U.S. equities performed much better in May, with the S&P 500 index up 6.15% and the Dow Jones Industrial Average index climbing 3.94%, according to S&P Global. The strong returns carried the S&P into positive territory for the year to date, while the Dow remained slightly in the red year to date.
Additionally, all-cap U.S. equities rose 6.34% in May, with technology, communication services and consumer discretionary gaining 10.89%, 9.63% and 9.44%, respectively, according to Gallagher.
“Equities rose significantly in May in response to a temporary pause on certain tariffs, and interest rates also increased slightly due to lingering inflation, as the Fed continues to hold the central rate steady,” said Matt McDaniel, a partner in Mercer’s wealth practice, in a statement.
WTW’s pension index rose for the second month in a row, as assets and discount rates increased.

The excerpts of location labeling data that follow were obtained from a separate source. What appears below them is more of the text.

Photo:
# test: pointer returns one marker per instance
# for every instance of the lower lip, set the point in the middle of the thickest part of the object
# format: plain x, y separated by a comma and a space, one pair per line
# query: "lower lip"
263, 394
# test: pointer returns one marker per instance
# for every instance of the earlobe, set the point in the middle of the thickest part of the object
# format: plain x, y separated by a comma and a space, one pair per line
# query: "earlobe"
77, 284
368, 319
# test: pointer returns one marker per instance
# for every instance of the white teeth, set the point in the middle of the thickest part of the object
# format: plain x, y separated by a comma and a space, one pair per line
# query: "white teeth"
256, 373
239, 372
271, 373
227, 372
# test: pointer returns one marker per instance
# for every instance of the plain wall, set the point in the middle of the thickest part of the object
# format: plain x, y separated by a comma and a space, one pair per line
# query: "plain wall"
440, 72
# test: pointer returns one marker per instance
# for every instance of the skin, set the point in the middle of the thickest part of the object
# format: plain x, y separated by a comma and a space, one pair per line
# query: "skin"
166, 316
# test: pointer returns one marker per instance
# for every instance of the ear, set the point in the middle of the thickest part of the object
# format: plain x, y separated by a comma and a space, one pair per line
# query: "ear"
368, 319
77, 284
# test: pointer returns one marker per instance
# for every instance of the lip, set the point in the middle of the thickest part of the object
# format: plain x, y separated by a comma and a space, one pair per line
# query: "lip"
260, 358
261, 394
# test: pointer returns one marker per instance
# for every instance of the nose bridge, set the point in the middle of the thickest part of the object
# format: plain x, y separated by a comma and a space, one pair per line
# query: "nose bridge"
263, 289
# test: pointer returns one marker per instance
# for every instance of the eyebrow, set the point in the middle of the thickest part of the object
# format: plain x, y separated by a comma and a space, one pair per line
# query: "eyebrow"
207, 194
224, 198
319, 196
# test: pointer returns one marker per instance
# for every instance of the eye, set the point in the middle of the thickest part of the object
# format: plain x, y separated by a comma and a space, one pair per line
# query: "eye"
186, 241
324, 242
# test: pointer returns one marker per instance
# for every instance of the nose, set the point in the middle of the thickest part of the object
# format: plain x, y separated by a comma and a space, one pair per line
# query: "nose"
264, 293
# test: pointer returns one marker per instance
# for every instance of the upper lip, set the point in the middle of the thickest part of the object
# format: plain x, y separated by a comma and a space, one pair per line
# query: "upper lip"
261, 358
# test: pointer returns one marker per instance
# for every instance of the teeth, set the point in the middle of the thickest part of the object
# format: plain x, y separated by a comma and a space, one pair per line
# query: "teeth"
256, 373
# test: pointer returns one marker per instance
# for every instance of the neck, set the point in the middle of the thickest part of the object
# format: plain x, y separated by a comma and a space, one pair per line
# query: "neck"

The index rose to 124.7 in May, up from 119.3 in April, a 4.6% increase.
Treasury yields increased during the month, with the 10-year yield rising to 4.41% and 30-year yield hitting 4.92%, causing higher pension discount rates and lower liabilities, according to NEPC.
Wilshire reported that aggregate funded ratios for U.S. corporate pension plans rose 2.6 percentage points in May, ending the month at 100.2%.
L&G’s Pension Solutions Monitor estimated that pension funding ratios increased to113% from 110.2%.
According to October Three Consulting, a traditional 60/40 equities-to-bonds portfolio gained 4% in May to about 101.5%, while a conservative 20/80 portfolio gained 1% to reach about 100% funded.
Despite a favorable May erasing the doldrums of Q1, the U.S. is still negotiating trade agreements, and Republican members of Congress have yet to finalize their sweeping tax bill that includes several policy changes which could continue 2025’s market volatility.
“As the market continues to process policy changes, volatility could continue, and plan sponsors should be prepared for continued uncertainty in the markets,” McDaniel said.